Banks are required to file with federal regulators a suspicious activity report, or SAR, when they suspect a transaction may involve money laundering or fraud. The reports are confidential but can provide investigative leads to the authorities.
“This is just so mammoth and should be raising red flags.”
Regulators did not say whether Silvergate or Signature reported the activities in Binance’s accounts. Silvergate, which voluntarily liquidated itself in early March after suffering billions of dollars in losses from its cryptocurrency customers, closed some of Binance’s accounts in 2021 and 2022.
Looking at the SEC filings against Binance, we find:
At inception, Zhao and Binance had control of BAM Trading’s bank accounts. They even coordinated with BAM Trading’s first CEO (named “BAM CEO A” in the Complaint) to set up bank accounts in a way that allowed Binance and thus Zhao to retain control while avoiding scrutiny from U.S. regulators. Specifically, in November 2019, BAM CEO A asked Binance’s CFO why Binance had instructed her to have a “non-US resident non-employee on the bank applications” because it “will be a red flag for regulators and will open .com to US scrutiny,” while also acknowledging “there is not that much separation internally” between Binance and BAM Trading. Ex. A-64. Ultimately, she followed Binance’s direction, and a Binance employee had control over all of BAM Trading’s accounts at that time.
If you recall the FDIC’s post mortem review of Signature Bank, you’ll recall that:
The Federal Deposit Insurance Corp. was preparing a consent order against Signature Bank for “apparent violations” of U.S. sanctions and anti-money laundering rules before the lender closed down in March.
Eight (8) of the 13 total “matters requiring board attention” that surfaced during federal examinations of Signature in 2022 flagged shortcomings with the lender’s AML program.
Even if it wasn’t the prima facia reason for the closure of Silvergate and Signature Banks, I’m sure the regulators are not upset.
What I Listened To On My Flight To SF
Only for my systemic risk nerds
Kindleberger and the 21st Century Perry Mehrling Bob McCauley are two of the most eminent scholars of Kindleberger.
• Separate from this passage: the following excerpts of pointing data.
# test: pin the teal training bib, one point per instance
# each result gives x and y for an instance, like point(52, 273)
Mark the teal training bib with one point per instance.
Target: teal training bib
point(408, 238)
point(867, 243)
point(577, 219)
Kindleberger is most known for writing Manias, Panics, and Crashes: A History of Financial Crises, a classic of central banking and risk management.
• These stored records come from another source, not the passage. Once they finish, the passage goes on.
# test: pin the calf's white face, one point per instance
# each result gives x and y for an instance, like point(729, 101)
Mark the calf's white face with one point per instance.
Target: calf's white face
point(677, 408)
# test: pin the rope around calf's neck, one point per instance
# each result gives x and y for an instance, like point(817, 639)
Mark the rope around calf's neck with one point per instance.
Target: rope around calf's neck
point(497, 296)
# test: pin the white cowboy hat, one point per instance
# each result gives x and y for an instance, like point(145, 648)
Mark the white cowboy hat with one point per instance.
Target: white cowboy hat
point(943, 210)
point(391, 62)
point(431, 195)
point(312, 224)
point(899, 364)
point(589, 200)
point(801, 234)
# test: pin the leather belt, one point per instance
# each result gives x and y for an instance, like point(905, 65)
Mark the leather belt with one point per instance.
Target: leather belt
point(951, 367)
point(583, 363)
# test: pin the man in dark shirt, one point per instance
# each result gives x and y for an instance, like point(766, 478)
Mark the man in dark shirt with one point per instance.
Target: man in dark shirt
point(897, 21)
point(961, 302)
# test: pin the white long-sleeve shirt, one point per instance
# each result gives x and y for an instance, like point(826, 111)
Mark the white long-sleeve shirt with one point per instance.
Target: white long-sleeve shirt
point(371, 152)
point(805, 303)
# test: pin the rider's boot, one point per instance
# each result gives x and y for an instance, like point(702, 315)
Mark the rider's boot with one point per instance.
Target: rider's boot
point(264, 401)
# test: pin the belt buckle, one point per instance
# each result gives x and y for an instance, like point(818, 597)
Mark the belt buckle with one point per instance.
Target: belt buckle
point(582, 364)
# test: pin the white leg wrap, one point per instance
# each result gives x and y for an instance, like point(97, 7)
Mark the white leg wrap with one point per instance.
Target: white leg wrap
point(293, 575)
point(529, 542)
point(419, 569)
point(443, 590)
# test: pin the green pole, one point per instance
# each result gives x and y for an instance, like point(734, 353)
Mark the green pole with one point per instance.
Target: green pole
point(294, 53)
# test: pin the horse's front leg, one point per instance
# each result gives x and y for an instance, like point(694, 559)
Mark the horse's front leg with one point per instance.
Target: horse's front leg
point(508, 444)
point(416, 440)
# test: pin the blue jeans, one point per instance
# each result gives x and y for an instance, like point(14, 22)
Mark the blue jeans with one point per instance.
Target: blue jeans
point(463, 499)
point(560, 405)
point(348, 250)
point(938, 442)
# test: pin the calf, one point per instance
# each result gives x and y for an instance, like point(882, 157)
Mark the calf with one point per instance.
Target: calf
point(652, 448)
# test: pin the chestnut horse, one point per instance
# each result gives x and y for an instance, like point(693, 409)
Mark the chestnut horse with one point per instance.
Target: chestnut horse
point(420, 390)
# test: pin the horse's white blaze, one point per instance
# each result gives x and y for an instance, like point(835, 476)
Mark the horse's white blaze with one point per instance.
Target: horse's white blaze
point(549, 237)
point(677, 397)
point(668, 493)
McCauley talks about his update for the 8th edition of Manias, and the huge changes that needed to be brought out (Fed as International Lender of Last Resort, Fed support of corporate securities market through outright purchases).
NYC vs, SF (one man’s observation)
Highly recommend having dinner at BIX if you’re in town.
Thank you, great post and insights re McKinsey & SIVB
Two quick thoughts on Pettis. Higher debt is not just about reduced demand, It is also especially attributable to higher medical spending deriving from Medicare and Medicaid, each of which has contributed to absorbing increasing shares of government revenues. Second, Ragharam Rajan articulated a good summary of your point about alternatives to sovereign debt; it was AAA mortgage debt during the GDC. See his book "Fault Lines", perhaps the best book on the causes of the GFC.